INSERT INTO Users (username, description)
VALUES ( 'Danny', 'Musician');
INSERT INTO Users (username, description)
VALUES ( 'Simone', 'Chef');
INSERT INTO Users (username, description)
VALUES ( 'Lily', 'Florist');
INSERT INTO Users (username, description)
VALUES ( 'Tim', 'Pet shop owner');
""",
)
從您的 Teradata 資料庫表格中提取記錄¶
從您的 Teradata 資料庫表格中提取記錄可以很簡單,如下所示
get_all_countries = TeradataOperator(
task_id="get_all_countries",
sql=r"SELECT * FROM Country;",
)
將參數傳遞到 TeradataOperator¶
TeradataOperator 提供 parameters
屬性,使您可以在執行期間將值動態注入到 SQL 請求中。
尋找亞洲大陸的國家
get_countries_from_continent = TeradataOperator(
task_id="get_countries_from_continent",
sql=r"SELECT * FROM Country WHERE {{ params.column }}='{{ params.value }}';",
params={"column": "continent", "value": "Asia"},
)
刪除 Teradata 資料庫表格¶
然後我們可以建立一個 TeradataOperator 任務來刪除 Users
表格。
drop_users_table = TeradataOperator(
task_id="drop_users_table",
sql=r"DROP TABLE Users;",
dag=dag,
)
完整的 Teradata Operator DAG¶
當我們將所有內容放在一起時,我們的 DAG 應該看起來像這樣
ENV_ID = os.environ.get("SYSTEM_TESTS_ENV_ID")
DAG_ID = "example_teradata"
CONN_ID = "teradata_default"
with DAG(
dag_id=DAG_ID,
start_date=datetime.datetime(2020, 2, 2),
schedule="@once",
catchup=False,
default_args={"teradata_conn_id": CONN_ID},
) as dag:
create_table = TeradataOperator(
task_id="create_table",
sql=r"""
CREATE TABLE Country (
country_id INTEGER,
name CHAR(25),
continent CHAR(25)
);
""",
)
create_table_from_external_file = TeradataOperator(
task_id="create_table_from_external_file",
sql="create_table.sql",
dag=dag,
)
populate_table = TeradataOperator(
task_id="populate_table",
sql=r"""
INSERT INTO Users (username, description)

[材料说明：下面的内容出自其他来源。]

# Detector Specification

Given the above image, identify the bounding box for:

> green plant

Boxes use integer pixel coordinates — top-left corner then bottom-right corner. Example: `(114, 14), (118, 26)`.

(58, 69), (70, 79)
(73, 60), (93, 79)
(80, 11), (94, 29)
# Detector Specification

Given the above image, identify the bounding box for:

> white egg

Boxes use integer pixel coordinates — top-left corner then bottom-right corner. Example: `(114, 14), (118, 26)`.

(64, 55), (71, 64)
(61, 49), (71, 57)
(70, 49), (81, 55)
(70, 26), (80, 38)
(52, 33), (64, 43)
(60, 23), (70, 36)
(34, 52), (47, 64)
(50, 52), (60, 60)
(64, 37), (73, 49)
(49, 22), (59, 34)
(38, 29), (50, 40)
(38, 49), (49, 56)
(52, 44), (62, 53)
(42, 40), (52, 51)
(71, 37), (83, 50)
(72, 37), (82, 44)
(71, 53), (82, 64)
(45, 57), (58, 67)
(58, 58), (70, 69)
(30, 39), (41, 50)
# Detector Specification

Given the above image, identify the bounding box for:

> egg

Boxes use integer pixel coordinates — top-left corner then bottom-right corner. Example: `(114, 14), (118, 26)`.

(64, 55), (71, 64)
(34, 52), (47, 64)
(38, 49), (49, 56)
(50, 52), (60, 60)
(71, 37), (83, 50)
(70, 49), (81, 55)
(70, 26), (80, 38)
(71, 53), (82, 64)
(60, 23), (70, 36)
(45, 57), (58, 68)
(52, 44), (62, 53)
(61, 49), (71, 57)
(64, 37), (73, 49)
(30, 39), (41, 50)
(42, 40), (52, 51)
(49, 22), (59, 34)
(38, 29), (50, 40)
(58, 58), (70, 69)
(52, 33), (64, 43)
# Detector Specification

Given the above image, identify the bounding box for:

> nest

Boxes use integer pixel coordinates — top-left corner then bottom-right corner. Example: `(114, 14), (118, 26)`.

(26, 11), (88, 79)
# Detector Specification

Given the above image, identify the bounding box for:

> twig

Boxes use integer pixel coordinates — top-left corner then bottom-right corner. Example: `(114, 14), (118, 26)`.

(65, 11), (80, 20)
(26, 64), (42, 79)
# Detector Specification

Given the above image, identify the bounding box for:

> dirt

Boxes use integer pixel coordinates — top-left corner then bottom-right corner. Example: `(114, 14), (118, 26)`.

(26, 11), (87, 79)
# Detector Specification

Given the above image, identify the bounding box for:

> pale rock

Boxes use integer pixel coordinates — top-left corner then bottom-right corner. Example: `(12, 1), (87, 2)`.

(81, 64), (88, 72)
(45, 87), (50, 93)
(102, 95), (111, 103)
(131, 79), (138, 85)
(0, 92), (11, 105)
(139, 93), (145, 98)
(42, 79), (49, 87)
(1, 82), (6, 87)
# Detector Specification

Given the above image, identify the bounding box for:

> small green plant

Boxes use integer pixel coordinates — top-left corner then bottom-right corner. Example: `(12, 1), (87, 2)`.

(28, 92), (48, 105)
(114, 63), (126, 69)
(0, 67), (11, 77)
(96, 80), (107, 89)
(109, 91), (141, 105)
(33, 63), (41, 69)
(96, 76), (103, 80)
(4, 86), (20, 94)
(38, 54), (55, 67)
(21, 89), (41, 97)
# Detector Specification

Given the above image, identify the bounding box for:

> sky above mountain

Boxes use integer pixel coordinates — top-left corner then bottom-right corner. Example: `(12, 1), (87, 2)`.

VALUES ( 'Danny', 'Musician');
INSERT INTO Users (username, description)
VALUES ( 'Simone', 'Chef');
INSERT INTO Users (username, description)
VALUES ( 'Lily', 'Florist');
INSERT INTO Users (username, description)
VALUES ( 'Tim', 'Pet shop owner');
""",
)
get_all_countries = TeradataOperator(
task_id="get_all_countries",
sql=r"SELECT * FROM Country;",
)
get_countries_from_continent = TeradataOperator(
task_id="get_countries_from_continent",
sql=r"SELECT * FROM Country WHERE {{ params.column }}='{{ params.value }}';",
params={"column": "continent", "value": "Asia"},
)
drop_country_table = TeradataOperator(
task_id="drop_country_table",
sql=r"DROP TABLE Country;",
dag=dag,
)
drop_users_table = TeradataOperator(
task_id="drop_users_table",
sql=r"DROP TABLE Users;",
dag=dag,
)
create_schema = TeradataOperator(
task_id="create_schema",
sql=r"CREATE DATABASE airflow_temp AS PERM=10e6;",
)
create_table_with_schema = TeradataOperator(
task_id="create_table_with_schema",
sql=r"""
CREATE TABLE schema_table (
country_id INTEGER,
name CHAR(25),
continent CHAR(25)
);
""",
schema="airflow_temp",
)
drop_schema_table = TeradataOperator(
task_id="drop_schema_table",
sql=r"DROP TABLE schema_table;",
dag=dag,
schema="airflow_temp",
)
drop_schema = TeradataOperator(
task_id="drop_schema",
sql=r"DROP DATABASE airflow_temp;",
dag=dag,
)
(
create_table
>> create_table_from_external_file
>> populate_table
>> get_all_countries
>> get_countries_from_continent
>> drop_country_table
>> drop_users_table
>> create_schema
>> create_table_with_schema
>> drop_schema_table
>> drop_schema
)
TeradataStoredProcedureOperator¶
TeradataStoredProcedureOperator 的目的是定義涉及執行 Teradata 預存程序的任務。
在 Teradata 資料庫中執行預存程序¶
若要在 Teradata 中執行預存程序,請使用 TeradataStoredProcedureOperator
。
假設資料庫中存在一個預存程序,如下所示
REPLACE PROCEDURE TEST_PROCEDURE ( IN val_in INTEGER, INOUT val_in_out INTEGER, OUT val_out INTEGER, OUT value_str_out varchar(100) ) BEGIN set val_out = val_in * 2; set val_in_out = val_in_out * 4; set value_str_out = 'string output'; END; /
此預存程序接受一個整數引數 val_in 作為輸入。它使用單個 inout 引數 val_in_out,該引數既作為輸入又作為輸出。此外,它傳回一個整數引數 val_out 和一個字串引數 value_str_out。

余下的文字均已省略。